Yesterday I saw a man walking out of the Cathedral staring at his phone. He had his phone about an inch away from his face and I thought, "What the hell is this guy doing?" Then my eyes panned over to his other hand. He had a white cane in it.
The guy was beaming looking at his phone. He was smiling at his phone even though he couldn't see it. He was listening to his phone reading him a text message.
I haven't seen something like that in a long time. What I mean is that I haven't seen anything as genuinely moving as that blind man.
This man couldn't see the message being read to him and he would never even see the person who sent him that message. And somehow he was smiling.
Later in the day yesterday I was sitting in the union and saw something else that brought a smile to my face. There was a group meeting of disabled people in one of the ballrooms. One after another people with down syndrome and people confined to wheelchairs made their way past me. One woman in particular made me think.
This woman, who was wheelchair bound, came wheeling out of the ballroom in her motorized wheelchair.
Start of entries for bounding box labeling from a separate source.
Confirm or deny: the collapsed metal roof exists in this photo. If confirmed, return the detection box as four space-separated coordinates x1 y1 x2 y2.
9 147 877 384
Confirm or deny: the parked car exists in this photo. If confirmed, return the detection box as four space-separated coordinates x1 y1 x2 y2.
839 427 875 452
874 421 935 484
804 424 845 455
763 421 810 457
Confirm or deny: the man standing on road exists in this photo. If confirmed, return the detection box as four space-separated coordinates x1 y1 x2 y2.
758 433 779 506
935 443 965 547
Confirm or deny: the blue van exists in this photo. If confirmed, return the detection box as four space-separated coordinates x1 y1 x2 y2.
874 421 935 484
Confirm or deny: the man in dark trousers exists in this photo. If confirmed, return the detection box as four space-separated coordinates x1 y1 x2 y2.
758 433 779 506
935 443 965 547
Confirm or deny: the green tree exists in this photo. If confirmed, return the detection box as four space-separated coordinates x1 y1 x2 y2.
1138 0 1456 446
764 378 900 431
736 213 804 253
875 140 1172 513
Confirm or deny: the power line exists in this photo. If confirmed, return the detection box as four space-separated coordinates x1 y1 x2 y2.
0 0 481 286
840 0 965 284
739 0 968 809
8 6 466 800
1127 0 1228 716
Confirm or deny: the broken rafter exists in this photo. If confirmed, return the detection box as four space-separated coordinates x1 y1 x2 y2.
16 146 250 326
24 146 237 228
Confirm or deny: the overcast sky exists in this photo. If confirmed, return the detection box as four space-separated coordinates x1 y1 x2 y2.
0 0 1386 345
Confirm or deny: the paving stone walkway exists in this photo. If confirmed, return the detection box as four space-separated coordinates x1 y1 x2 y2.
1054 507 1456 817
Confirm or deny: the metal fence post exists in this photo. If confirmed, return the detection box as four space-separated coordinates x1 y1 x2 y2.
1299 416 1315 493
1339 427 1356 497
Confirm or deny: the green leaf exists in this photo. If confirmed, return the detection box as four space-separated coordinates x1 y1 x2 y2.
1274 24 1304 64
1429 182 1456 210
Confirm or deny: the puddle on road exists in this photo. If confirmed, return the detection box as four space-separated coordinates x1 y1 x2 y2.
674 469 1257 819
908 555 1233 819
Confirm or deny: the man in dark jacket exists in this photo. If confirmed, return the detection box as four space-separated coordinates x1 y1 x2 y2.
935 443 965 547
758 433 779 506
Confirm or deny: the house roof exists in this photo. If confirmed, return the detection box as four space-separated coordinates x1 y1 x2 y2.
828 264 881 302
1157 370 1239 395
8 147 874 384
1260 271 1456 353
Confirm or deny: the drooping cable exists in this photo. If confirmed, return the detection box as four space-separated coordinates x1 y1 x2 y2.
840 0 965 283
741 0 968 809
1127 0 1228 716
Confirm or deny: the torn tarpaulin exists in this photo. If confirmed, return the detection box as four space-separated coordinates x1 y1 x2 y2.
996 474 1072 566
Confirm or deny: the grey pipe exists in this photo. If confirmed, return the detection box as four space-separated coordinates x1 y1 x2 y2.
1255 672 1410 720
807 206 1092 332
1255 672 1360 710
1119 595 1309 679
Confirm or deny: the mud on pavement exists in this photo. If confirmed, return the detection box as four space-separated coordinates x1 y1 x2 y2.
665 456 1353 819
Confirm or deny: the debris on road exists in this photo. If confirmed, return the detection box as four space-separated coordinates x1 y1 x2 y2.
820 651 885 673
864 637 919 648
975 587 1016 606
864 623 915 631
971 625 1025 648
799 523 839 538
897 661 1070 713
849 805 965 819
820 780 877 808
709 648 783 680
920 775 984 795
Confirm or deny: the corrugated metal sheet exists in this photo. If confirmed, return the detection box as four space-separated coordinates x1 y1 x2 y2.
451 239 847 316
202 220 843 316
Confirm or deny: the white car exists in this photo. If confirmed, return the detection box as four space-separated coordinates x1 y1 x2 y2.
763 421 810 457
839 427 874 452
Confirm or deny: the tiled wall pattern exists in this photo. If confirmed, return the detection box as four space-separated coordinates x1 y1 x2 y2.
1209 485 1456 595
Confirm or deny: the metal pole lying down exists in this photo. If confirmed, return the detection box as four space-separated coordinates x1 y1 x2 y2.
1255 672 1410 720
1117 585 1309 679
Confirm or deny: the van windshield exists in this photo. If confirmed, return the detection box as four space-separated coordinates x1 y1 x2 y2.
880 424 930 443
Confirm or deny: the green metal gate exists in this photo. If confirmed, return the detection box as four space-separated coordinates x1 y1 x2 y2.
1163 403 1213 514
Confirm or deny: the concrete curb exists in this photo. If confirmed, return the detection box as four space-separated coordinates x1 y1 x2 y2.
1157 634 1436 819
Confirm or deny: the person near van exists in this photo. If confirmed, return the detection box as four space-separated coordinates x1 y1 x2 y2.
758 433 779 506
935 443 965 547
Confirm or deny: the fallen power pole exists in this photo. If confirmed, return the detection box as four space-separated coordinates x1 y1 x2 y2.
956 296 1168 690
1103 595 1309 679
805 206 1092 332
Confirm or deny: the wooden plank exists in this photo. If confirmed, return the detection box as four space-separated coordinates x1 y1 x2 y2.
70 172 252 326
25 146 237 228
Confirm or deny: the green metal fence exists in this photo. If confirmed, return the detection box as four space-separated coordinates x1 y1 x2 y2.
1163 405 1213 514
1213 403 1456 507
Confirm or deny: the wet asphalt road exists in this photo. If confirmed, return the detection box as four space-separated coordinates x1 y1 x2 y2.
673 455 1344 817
It was obvious that she wasn't just physically but also mentally impaired. As she came past me I heard her wheels stop rolling at the front desk. The young girl sitting at the front desk asked if she could help the woman with anything and the woman simply responded, "No dear. I just wanted to wish you a happy holidays. Hopefully I see you again."
I was in awe. "Hopefully I see you again." The woman sounded so genuine in her hope that she would see the girl again. She didn't know the girl, but she genuinely hoped she would be back.
This woman, who was restricted both physically and mentally, took the time to wish a young girl a happy holidays.
So what's my excuse for not always being upbeat and downright cheery?
A grade on a test? A messed up interview?
There is no excuse.
The blind man and the woman in her wheelchair were owning their lives.
They weren't dealt the best hand but they play it out like they're anyone else.
I was humbled yesterday. And now I feel that I need to own my own life.
There's plenty for me to work on so I better get started.